The bill has been dubbed the Fourth Amendment Protection Act, because that’s the constitutional amendment intended to provide protection against unreasonable search and seizure and requires probable cause for search warrants.

Similar bills to ban state support for controversial NSA activities have been introduced in six other states, including California, Indiana and Tennessee.

All the bills appear to draw on model legislation from OffNow.org, which argues that states can refuse to supply services from public utilities, including electricity, water and sewer; ban state and local law enforcement from using information collected without a warrant by the NSA; limit NSA partnerships with public universities; and punish corporations that work with the NSA by preventing them from doing business with the state.

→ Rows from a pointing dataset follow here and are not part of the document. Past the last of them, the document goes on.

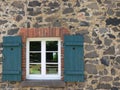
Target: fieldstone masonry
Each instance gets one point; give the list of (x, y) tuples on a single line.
[(97, 20)]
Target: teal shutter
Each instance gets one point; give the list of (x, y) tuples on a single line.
[(73, 58), (12, 58)]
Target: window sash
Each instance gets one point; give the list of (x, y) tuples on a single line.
[(43, 63)]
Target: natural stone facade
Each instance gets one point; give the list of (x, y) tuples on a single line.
[(97, 20)]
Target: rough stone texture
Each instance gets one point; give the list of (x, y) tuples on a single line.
[(118, 59), (107, 42), (97, 20)]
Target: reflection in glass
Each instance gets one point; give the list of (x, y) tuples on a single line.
[(35, 46), (51, 69), (35, 57), (51, 45), (52, 57), (35, 69)]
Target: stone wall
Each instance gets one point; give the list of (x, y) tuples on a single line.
[(97, 20)]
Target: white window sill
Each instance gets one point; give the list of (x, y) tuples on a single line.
[(43, 83)]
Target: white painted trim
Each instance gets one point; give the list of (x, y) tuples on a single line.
[(43, 75)]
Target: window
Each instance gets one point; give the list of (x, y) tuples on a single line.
[(43, 58)]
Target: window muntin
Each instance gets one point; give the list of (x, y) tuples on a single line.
[(43, 58)]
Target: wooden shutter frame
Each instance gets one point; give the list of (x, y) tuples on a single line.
[(73, 76)]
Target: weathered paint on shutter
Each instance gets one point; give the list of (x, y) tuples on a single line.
[(12, 58), (73, 58)]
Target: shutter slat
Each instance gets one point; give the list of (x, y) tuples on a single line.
[(11, 72), (11, 44), (73, 58)]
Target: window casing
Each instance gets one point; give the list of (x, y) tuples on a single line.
[(43, 58)]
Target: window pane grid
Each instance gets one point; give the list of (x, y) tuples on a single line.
[(47, 62)]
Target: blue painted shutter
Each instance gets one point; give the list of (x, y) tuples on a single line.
[(73, 58), (12, 58)]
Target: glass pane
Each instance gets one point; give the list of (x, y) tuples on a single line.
[(35, 69), (51, 69), (52, 57), (35, 57), (35, 46), (52, 46)]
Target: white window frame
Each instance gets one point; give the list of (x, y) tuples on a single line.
[(43, 76)]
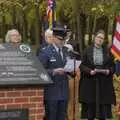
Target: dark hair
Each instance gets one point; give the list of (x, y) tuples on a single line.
[(99, 32)]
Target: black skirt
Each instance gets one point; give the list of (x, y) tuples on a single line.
[(88, 111)]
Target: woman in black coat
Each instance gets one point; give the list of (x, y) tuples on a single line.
[(96, 84)]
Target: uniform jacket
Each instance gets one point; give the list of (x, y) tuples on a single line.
[(88, 82), (50, 58)]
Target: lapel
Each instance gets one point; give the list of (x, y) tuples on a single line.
[(90, 51), (56, 54)]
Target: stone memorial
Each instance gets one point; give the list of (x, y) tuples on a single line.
[(19, 66)]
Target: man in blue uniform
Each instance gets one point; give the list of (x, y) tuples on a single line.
[(54, 59)]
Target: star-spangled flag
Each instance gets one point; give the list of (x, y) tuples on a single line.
[(51, 13)]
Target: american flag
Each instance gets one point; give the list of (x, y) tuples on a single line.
[(116, 41), (51, 13)]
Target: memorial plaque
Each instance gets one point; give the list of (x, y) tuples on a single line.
[(14, 114), (19, 66)]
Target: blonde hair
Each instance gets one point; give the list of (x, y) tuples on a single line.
[(8, 35)]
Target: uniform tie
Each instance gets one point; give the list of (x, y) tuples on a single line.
[(60, 53)]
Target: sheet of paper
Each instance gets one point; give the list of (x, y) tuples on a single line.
[(69, 67)]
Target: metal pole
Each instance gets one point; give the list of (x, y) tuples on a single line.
[(97, 98), (74, 99)]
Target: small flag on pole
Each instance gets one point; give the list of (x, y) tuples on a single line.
[(116, 41), (51, 13)]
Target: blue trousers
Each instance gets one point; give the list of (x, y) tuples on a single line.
[(55, 110)]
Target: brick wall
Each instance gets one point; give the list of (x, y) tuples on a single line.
[(31, 98)]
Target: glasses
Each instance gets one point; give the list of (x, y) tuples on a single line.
[(100, 37), (14, 34)]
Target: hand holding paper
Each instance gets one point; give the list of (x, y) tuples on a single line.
[(70, 64)]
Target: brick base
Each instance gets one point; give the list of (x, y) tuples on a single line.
[(31, 98)]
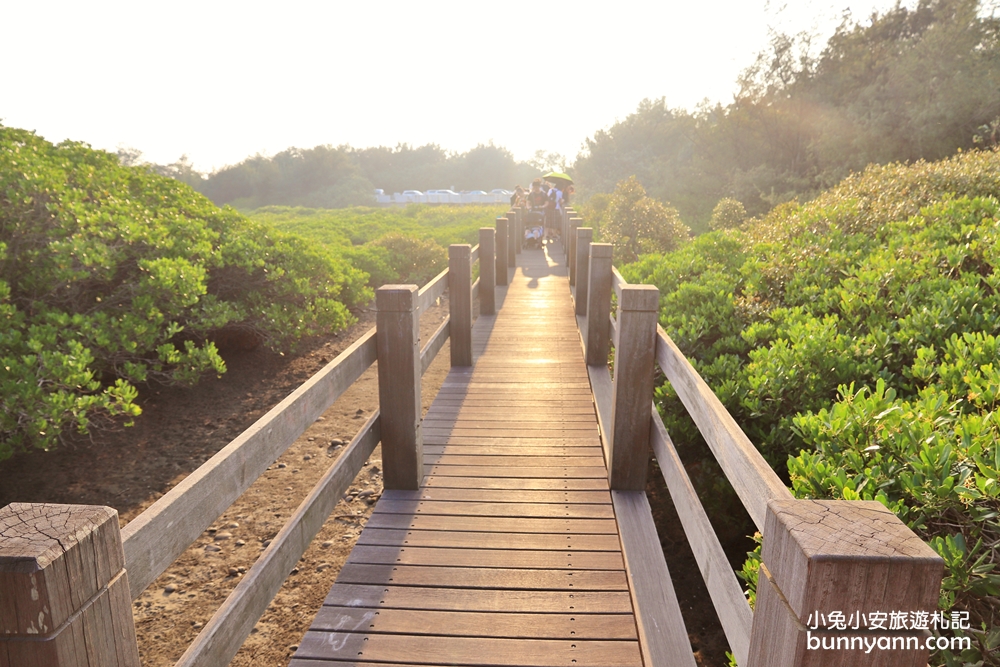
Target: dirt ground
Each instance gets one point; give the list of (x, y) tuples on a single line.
[(181, 428)]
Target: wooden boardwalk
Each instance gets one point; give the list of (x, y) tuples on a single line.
[(509, 554)]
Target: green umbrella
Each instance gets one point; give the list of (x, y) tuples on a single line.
[(558, 176)]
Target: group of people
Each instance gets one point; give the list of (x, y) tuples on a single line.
[(545, 203)]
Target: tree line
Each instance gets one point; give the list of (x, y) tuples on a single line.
[(341, 176), (909, 84)]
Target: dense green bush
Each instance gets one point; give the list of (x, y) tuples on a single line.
[(392, 245), (112, 275), (854, 338)]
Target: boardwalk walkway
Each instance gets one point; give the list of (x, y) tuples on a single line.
[(509, 554)]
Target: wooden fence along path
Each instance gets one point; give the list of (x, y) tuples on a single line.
[(513, 528), (508, 553)]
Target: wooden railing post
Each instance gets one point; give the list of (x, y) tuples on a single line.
[(518, 228), (631, 407), (570, 247), (501, 249), (599, 304), (512, 241), (583, 237), (852, 557), (460, 303), (64, 597), (487, 271), (397, 336)]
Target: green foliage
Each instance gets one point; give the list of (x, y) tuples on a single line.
[(341, 176), (855, 339), (380, 241), (919, 82), (415, 261), (111, 275), (727, 214), (637, 223)]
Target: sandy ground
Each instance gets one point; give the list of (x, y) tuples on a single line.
[(181, 428)]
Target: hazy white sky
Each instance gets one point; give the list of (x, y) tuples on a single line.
[(220, 81)]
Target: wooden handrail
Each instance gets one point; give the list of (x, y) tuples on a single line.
[(753, 479), (231, 624), (430, 292), (730, 604), (815, 553), (154, 539)]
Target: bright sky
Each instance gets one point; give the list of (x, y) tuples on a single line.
[(220, 81)]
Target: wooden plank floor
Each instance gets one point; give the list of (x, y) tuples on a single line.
[(509, 554)]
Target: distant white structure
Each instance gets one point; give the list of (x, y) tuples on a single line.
[(497, 196)]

The OffNow coalition includes groups from the political right and left and is organized by the Tenth Amendment Center, a think tank and political activist group focused on limiting government to the powers given in the Constitution. The center’s communications director, Mike Maharrey, said that the effort started last summer with the revelations about the NSA activities.

In June, former NSA contractor Edward Snowden leaked top-secret documents to journalists, detailing the agency’s global surveillance system and the practice of collecting electronic communication data on everyone from suspected terrorists to foreign leaders to ordinary Americans.

“When we saw the extent of the overreach the NSA is involved in, we wanted to know what can we do at the state or local level?” Maharrey said. “If the NSA insists on violating the constitution, the state of Washington doesn’t have to help.”

The concept has drawn support from the public — an online petition supporting the bill has over 19,500 signatures — and both sides of the political spectrum. In Washington, the bill is co-sponsored by Rep. Luis Moscoso, D-Bothell.

“Freedom and liberty are not partisan issues, these are issues that we all care about,” Taylor said. “Here’s a Democrat from Puget Sound and a Republican from Central Washington who think this is something that needs to be discussed.”

Taylor added that his primary goal with the legislation was to start a conversation about how the state can protect citizens’ Fourth Amendment rights.

“This is our opportunity, if the federal government is not going to act to safeguard the rights of our citizens, we will,” Taylor said.

“If this isn’t the answer, I’m willing to hear other solutions.”

The bill has been referred to the House Judiciary Committee, but no hearings have been scheduled at this point. Taylor said that it’s tough to get a hearing because it’s a short, busy legislative session, but he hopes the bill will get a hearing this year.